Amazon Monopolizes Neighborhoods, Too?
- Paige Homer '23
- Feb 22, 2022
- 5 min read
Amazon’s rampant reach goes further than we think.
In his July 2021 article from Jacobin Magazine entitled “Amazon Is Creating Company Towns Across the United States,” Alex Press writes that “some communities are vacuumed up almost completely by Amazon, while in others, people don’t know anyone who works for the company.” The phrase “company towns” is used in the very headline — and multiple times in the article — denoting the working-class communities consumed by a singular employer who exploits its workforce for profit. Decreases in industrially-related safety measures and a significant lack of corporate regulation as a whole has led Amazon to varied sources of commercial success, allowing Amazon to function in the same way that “company towns” of the past faced little-to-no systemic and government intervention on their presence.
Communities that are swept up in Amazon’s net of employment are required to sacrifice their time, effort, and labor. They do not have the ability to comfortably distance themselves from their line of work, something basic and fundamental to the life of, say, Jeff Bezos. Rather, workers who live in an Amazon “company town” — and Amazon workers as a whole — often skip breaks or endure injuries, all in the name of a scan of around 300 items per hour. Such information is in significant contrast to what is advertised directly on Amazon’s job opening website for a position as a Warehouse Associate: “Health and safety are a top priority with all of our roles and sites.” But efficiency, productivity, and expendability remain in the top three of Amazon’s most prioritized goals. The words “health” and “safety” implies even an inclination to address basic needs; if Amazon held this sentiment, health and safety for workers would have already been enacted.
The Inland Empire is a semi-local exemplifier of how Amazon monopolizes neighborhoods. As the “largest private employer in the region…[Amazon] is so enmeshed in the community that it can simultaneously be a TV channel, grocery store, home security system, boss, personal data collector, high school career [tracker], internet cloud provider and personal assistant,” details New York Times writer Erika Hayasaki. Those endeavors aren’t hypothetical, either. There is already an existence — and a prevalence — of Amazon Prime as a streaming service, Amazon Fresh as a site for produce, and Cajon High School in San Bernardino, as a place where there are courses available in the career track of Amazon Logistics and Business Management Pathways. The latter is what Press describes as a “behemoth…[where Amazon is] producing not only profit but people, too.”

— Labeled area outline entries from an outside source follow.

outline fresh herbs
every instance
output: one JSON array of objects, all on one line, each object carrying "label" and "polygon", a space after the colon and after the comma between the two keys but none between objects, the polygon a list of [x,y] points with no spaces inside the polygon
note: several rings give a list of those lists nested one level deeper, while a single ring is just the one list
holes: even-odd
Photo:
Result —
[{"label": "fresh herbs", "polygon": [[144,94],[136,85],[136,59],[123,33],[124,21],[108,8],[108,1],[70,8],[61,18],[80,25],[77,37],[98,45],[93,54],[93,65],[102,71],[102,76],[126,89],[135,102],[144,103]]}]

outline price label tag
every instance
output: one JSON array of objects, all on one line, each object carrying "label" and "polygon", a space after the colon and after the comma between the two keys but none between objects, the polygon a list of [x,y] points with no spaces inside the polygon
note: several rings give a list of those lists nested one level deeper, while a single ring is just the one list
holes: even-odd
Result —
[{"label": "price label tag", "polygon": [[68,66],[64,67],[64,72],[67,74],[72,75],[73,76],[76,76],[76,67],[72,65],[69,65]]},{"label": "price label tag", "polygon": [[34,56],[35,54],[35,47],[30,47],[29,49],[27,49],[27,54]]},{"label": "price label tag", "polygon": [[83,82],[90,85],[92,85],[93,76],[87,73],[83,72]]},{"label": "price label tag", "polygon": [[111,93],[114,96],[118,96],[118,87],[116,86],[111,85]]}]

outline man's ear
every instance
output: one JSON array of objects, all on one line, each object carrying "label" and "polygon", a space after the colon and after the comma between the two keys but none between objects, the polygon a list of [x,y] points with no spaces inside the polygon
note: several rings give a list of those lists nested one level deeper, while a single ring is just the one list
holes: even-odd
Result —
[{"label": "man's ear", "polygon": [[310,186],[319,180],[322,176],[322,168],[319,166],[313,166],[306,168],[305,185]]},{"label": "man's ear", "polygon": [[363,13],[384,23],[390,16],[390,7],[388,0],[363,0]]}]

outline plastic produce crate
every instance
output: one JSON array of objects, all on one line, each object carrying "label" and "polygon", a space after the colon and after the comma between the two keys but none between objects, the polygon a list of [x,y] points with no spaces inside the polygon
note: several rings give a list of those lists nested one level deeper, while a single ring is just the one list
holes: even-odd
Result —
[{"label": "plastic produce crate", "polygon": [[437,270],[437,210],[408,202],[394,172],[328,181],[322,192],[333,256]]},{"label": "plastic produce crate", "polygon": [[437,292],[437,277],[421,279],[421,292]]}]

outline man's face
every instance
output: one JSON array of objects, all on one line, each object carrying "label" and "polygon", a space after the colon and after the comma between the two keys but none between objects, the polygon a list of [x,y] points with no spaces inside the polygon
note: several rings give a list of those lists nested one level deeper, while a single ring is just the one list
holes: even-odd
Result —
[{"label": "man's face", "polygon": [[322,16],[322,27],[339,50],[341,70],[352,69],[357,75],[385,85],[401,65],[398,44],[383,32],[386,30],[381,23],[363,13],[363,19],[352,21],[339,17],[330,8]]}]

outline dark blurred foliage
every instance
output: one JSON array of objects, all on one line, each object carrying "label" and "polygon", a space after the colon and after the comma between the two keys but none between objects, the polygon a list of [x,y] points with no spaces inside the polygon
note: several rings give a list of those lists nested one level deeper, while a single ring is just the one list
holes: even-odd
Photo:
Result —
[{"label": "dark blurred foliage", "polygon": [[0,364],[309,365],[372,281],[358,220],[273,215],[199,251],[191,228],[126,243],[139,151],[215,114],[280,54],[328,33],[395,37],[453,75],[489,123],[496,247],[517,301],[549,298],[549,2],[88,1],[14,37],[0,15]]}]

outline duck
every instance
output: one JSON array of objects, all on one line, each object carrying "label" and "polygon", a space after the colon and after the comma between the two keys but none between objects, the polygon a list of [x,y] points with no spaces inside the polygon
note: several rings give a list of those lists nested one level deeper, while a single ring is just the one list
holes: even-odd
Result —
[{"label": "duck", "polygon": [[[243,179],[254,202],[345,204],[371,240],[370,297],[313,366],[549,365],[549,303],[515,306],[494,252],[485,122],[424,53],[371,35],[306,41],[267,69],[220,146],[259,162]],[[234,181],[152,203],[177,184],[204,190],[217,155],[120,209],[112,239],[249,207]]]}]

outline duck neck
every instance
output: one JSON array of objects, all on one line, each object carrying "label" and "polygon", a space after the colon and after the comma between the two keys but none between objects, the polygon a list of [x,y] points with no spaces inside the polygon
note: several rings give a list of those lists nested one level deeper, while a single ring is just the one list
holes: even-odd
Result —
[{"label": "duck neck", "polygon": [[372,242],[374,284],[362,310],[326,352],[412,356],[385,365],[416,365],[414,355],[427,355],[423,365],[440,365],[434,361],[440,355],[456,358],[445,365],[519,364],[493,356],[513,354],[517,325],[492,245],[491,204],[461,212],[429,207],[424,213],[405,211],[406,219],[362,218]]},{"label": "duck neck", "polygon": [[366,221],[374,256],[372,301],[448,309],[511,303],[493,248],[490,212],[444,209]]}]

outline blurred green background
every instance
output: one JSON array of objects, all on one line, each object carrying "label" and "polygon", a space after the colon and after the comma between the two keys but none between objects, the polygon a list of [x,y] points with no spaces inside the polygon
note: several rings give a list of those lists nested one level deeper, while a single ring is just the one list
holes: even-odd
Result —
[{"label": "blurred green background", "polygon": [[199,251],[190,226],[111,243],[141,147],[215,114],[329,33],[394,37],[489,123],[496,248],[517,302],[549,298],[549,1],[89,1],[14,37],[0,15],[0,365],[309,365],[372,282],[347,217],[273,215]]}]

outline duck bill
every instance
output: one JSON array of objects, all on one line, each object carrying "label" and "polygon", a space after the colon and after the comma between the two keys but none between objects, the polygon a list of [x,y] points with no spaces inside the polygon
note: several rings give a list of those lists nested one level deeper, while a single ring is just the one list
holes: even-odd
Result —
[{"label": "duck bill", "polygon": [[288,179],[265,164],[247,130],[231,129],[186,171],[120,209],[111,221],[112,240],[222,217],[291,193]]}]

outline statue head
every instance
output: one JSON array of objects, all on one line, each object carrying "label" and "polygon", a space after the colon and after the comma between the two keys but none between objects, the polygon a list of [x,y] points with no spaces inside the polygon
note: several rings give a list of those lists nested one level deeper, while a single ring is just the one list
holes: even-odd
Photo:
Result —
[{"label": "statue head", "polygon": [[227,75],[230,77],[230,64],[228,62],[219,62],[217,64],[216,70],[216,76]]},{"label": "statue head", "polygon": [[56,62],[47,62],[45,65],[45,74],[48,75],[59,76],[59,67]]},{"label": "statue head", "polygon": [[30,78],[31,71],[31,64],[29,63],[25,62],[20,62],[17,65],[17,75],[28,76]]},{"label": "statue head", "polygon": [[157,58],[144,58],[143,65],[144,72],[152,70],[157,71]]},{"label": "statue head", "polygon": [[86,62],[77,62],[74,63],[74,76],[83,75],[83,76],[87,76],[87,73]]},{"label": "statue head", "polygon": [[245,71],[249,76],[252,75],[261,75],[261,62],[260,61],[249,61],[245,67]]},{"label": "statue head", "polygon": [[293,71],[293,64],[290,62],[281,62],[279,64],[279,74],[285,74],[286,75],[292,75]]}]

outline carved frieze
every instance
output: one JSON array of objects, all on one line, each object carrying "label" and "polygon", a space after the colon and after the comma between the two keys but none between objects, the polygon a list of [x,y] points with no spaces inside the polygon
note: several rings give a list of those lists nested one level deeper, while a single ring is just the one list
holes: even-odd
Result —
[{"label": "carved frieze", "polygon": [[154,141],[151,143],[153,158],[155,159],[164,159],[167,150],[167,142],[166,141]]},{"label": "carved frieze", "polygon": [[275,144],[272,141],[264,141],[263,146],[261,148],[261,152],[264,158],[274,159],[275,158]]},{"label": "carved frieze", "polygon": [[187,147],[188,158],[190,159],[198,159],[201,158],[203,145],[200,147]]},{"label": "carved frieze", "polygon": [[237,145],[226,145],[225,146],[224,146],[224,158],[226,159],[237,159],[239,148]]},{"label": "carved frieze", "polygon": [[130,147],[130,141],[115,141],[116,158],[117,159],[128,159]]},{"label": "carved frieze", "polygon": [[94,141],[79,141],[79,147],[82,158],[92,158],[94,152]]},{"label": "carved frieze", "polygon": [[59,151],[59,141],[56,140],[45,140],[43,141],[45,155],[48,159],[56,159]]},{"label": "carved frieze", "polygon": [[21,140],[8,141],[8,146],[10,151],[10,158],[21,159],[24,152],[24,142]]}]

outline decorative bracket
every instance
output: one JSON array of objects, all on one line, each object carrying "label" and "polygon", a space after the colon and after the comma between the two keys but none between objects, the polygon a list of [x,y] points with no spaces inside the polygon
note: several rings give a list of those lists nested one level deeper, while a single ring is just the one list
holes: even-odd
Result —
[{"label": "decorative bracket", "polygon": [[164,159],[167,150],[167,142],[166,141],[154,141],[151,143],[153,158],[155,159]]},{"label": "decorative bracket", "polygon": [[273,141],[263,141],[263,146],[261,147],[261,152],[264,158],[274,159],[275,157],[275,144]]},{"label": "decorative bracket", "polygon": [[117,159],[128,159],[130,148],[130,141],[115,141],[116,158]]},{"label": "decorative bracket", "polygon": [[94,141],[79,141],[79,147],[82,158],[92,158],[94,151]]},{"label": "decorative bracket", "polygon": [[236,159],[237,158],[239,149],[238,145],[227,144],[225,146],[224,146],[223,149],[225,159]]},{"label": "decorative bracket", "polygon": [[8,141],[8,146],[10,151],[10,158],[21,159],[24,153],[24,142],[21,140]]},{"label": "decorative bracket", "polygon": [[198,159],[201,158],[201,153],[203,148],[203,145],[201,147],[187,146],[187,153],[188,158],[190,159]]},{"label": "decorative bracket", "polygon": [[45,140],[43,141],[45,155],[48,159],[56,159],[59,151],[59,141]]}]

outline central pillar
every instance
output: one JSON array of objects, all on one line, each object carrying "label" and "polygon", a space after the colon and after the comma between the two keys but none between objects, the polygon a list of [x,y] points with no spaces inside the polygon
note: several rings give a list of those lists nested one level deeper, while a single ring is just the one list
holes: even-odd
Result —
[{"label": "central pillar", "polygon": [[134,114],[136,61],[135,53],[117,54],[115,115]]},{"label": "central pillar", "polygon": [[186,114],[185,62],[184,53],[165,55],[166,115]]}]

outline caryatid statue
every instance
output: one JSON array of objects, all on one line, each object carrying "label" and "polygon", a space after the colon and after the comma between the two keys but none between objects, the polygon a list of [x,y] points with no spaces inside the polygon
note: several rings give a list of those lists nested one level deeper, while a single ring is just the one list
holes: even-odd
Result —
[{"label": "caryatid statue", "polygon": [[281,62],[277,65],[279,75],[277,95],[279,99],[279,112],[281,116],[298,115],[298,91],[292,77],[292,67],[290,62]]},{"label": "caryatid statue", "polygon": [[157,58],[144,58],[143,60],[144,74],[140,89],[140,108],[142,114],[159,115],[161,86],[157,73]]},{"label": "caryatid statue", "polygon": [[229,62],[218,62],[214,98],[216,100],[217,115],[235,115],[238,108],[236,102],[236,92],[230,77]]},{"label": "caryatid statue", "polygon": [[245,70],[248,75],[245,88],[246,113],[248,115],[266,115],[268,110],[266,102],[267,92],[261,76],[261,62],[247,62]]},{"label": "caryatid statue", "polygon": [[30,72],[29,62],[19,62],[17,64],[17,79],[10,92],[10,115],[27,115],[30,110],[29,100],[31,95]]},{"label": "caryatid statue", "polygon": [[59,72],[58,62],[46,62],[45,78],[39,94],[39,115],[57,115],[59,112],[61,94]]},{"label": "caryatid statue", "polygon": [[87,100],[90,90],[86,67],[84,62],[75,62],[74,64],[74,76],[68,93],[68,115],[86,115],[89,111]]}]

Cajon High serves as a microcosm for the ways in which corporations are able to feed at the trough of available workers before they even reach a legal age of employment. The mere idea of a Business Management Pathway or a classroom designed to look like an Amazon facility is no longer (if it ever was) “shocking,” or “dystopian,” but rather a marker of society’s collective present and futures to come.
Hayasaki’s description of Cajon High’s classroom shows the lengths that Amazon is willing to go to immerse students in its workplace atmosphere:
“On one wall, Amazon’s giant logo grinned across a yellow and green banner. The words ‘CUSTOMER OBSESSION’ and ‘DELIVER RESULTS’ were painted against a corporate-style yellow backdrop. On a whiteboard, a teacher had written the words ‘Logistics Final Project,’ and the lesson of the day was on Amazon’s ‘14 Leadership Principles.’ Each teenager wore a company golf shirt emblazoned with the Amazon logo.”
Amazon’s “company town” strategies work hand-in-hand with the practices implemented at Cajon High. Both seek to engulf those in the area — working-class adults and youth — and provide them with beneath the minimum levels of workplace safety and care. Of course, no corporation can ever fulfill such needs, and Amazon has never been known for its equitable labor practices, be they through the predatory nature of Business Management Pathways or through conditions that allow for rampant injury given during the workday. That does not take away from the fact that those targeted by Amazon are continuously deprived — truly, no “reform” is ever enough to achieve equity for workers.
Those working as a Warehouse Associate in Rialto, for instance, are paid up to $21 an hour, and this is not the time to dismiss the company’s maximum pay as above California’s “minimum” wage, or to preach that workers should merely “be grateful” just because they are employed. The standards for “safe” and equitable working conditions are overwhelmingly low, enabling Amazon’s conduct to couple with the capitalistic notion that workers must “earn” their basic necessities, fueling the system to function as efficiently as possible. In reality, telling workers to feel “grateful” — whether or not they are themselves, with a 150% turnover rate per year for hourly workers in their own right — does not fix labor exploitation and a lack of wealth distribution. Even when workers do not have a say in their conditions, gratitude for employment should only be held by those working in their positions; ruling-class platitudes offer no substantive alternative to corporations enacting harm.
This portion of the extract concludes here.